Geologist unifies conversations about the planet

When geosciences professor Grenville Draper set out to find a way to better communicate with his colleagues in Latin America, he never imagined his efforts would result in the most downloaded paper on FIU Digital Commons.

Draper, a British-born geologist, has spent much of his career studying plate tectonics in Jamaica, Hispaniola and the Caribbean. Often struggling to find just the right words, Draper decided to create a bilingual, portable glossary he could quickly and easily refer to when preparing for formal talks or having lunch with colleagues in the Dominican Republic.

Grenville Draper engages in field work in Santa Barbara de Samana, Dominican Republic.

Grenville Draper leads a field trip in Santa Barbara de Samana, Dominican Republic during the 18th Caribbean Geological Conference.

“When researchers write scientific papers for international distribution, they are typically written in English,” Draper said. “It’s problematic because if they want to write local reports, talk to local counterparts about what they’re doing, or teach introductory courses and workshops in Spain or Latin America, most dictionaries do not contain many geological terms.”

Using a word list produced by the University of Puerto Rico-Mayaguez as a starting point, Draper got to work. He inputted the words into a database and consulted textbooks and scholarly journals from the U.S., Spain, Latin America and the Caribbean to account for regional variations in geologic vocabulary.
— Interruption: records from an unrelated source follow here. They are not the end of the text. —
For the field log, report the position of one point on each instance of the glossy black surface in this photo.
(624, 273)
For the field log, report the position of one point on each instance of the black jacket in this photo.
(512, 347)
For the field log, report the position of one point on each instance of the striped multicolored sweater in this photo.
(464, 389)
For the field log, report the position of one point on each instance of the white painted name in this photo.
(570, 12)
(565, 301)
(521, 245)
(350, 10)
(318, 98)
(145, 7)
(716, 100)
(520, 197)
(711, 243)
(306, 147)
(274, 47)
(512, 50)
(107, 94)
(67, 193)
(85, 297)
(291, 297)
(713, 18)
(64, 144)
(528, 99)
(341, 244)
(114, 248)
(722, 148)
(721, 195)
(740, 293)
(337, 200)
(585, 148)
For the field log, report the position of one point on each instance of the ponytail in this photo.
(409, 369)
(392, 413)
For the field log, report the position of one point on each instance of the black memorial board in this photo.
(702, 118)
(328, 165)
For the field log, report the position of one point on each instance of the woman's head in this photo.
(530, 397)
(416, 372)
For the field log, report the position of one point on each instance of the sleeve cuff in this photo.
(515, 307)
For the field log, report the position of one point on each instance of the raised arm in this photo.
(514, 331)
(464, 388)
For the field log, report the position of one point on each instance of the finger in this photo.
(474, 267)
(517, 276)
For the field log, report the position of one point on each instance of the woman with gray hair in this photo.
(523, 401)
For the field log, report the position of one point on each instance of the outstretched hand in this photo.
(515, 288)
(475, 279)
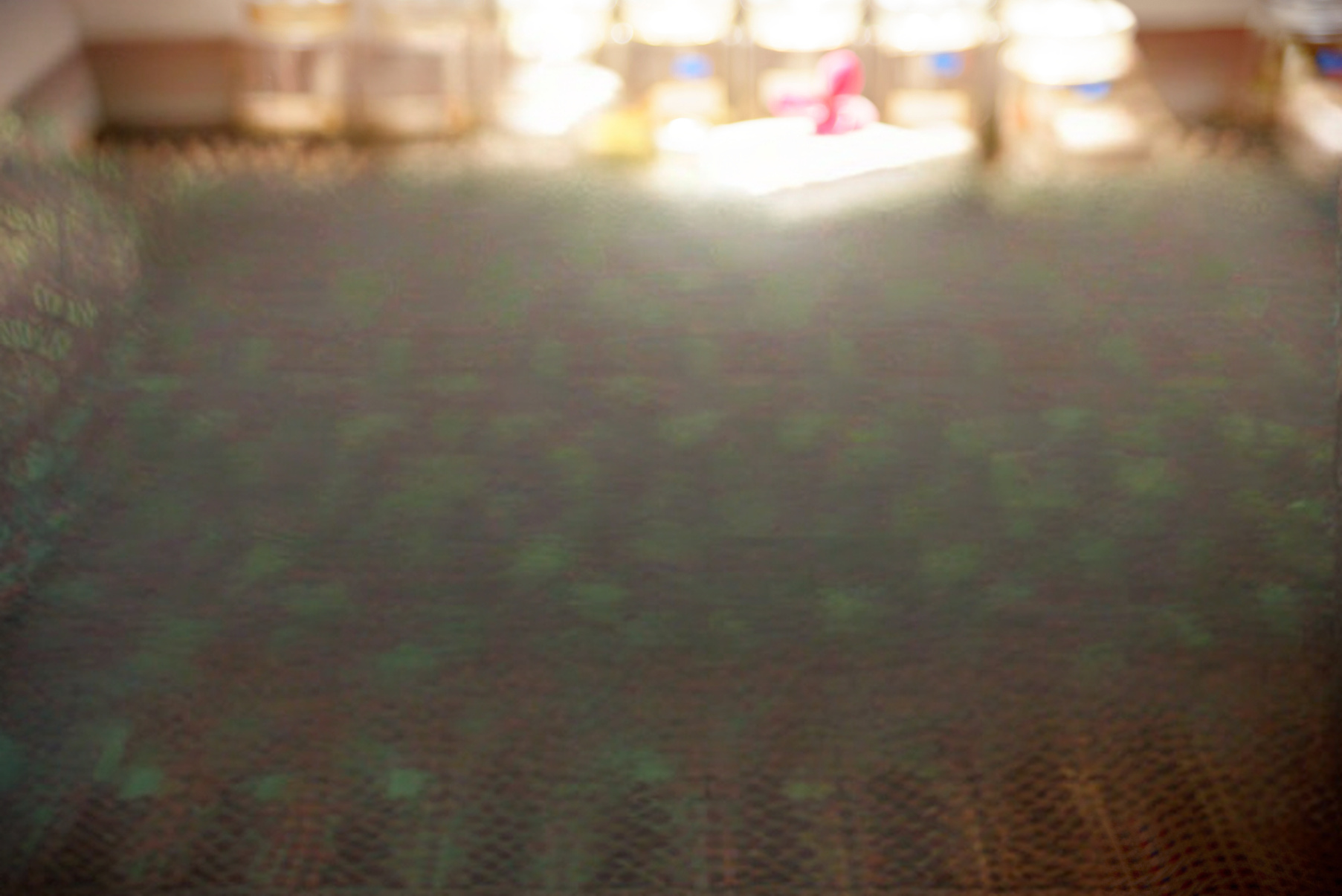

According to Draper, much of Spanish-language academic literature is written in regional language, so he tried to account for as many variations from throughout the Spanish-speaking world. For example, a sinkhole in Spain is referred to as “un sumidero,” but in parts of Latin America, locals may refer to the natural depression in the Earth’s surface as “un crater” for crater, “un pozo negro” for a black hole, “una torca,” “una casimba,” or simply “un hueco” meaning a hole.

With so many ways to describe just one natural phenomenon, the English/Spanish – Spanish/English Dictionary of Geological Terms helps unify global conversations about how the planet has evolved and how it works.

First published in 1987, the dictionary was uploaded to FIU Digital Commons in 2005. The university’s digital repository is used to archive and disseminate FIU’s scholarly and creative output.

In 11 years, the English/Spanish – Spanish/English Dictionary of Geological Terms has been downloaded nearly 28,400 times in nearly 90 countries, making it the most downloaded paper in the repository’s history. Most of the downloads originate in the U.S., Argentina, Brazil, Colombia and Spain.

The Universidad Nacional Autónoma de México is among the nearly 540 institutions who have downloaded the glossary, and it boasts the largest number of downloads to date. Ricardo Barragán Manzo, a professor in the university’s Department of Paleontology, says he and other professors recommend it to both undergraduate and graduate students.

Manzo, an FIU alumnus who used the dictionary while working towards a Ph.D. in Geosciences, says students enrolled in courses such as petrology, geology, engineering and marine sciences benefit from the open-access to the bilingual glossary.

“This dictionary is still relevant today, because glossaries like these are hard to find,” Draper said. “I hope this fulfills the need for a portable, user-friendly and inexpensive glossary for those who have to work in both languages. I also hope it helps Spanish-speaking geologists with the English vocabulary they need to publish their papers internationally.”